Of course I was only in Nigeria for 18-days. I was forced to choose between visiting the drill monkey ranch, with its formidable jungle sounds, and seeing Fela’s son Femi perform in the re-built Fela venue – the New Afrika Shrine.

Ex-pats who were there raved about Femi’s performance – both the music and the political monologues. Perhaps it was a mistake to miss it but the truth is I was sure we would find a young-up-and-comer in the bars of Calabar. We didn’t – just a Fela tribute act.

Of course there are other non-teenie-pop Nigerian musicians out there. Through friends we were introduced to Asa and Bez, both of whom produce great sounds. But Asha is produced in France – and besides, it was raw live music that I was really seeking.

And so we left Nigeria and my unfulfilled music mission has made me think more and more about the sounds of Africa.

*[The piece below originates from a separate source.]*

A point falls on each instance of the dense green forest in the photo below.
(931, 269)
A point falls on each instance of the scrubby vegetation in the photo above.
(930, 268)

While still at the beginning of our trip I remember telling a fellow traveller that I felt Egypt’s soundtrack was that of bad air-conditioning units – that, and football matches.

In Ethiopia, the distinctive, traditional, shoulder-shaking beats held sway.

In Uganda’s capital Kampala, still reeling from my lack of success in Nigeria, I searched out many live music opportunities.

The old-fashioned Afrigo Band was impressive, but having held court in Kampala for nigh-on 35 years it sometimes showed its age – at one point early in the night I felt like I was at a Caribbean resort and might any moment see a woman with blue-rinsed hair and knitting sticks!

I would, however, like to stress that this was only early in the night, the music and the crowd got hotter as the night went on.

I also went to the National Theatre’s weekly Monday night open-jam. It was fun but all the songs were covers and mainly Western covers at that.

On Thursday night salvation came when I least expected it. I was at the National Theatre again, this time for a comedy night, but there was a warm-up musician. His voice was deep, beautiful and raw and he interspersed Bob Marley and Cat Stevens covers with his own reggae-inspired music.

It was exactly the sort of unexpected treasure I was seeking and I knew Africa would at some point deliver.

Now in Juba, South Sudan, the newest capital city in the world, I’m writing this to a different sort of soundtrack. Fighting for aural supremacy are hundreds of little yellow birds chattering among themselves from their pretty oval nests hanging off four palm trees, and, building works: the noise of picks and the noise of generators powering electric tools as this frontier town expands towards its destiny.

Half the trip gone. So many sounds heard, so many sounds still to hear.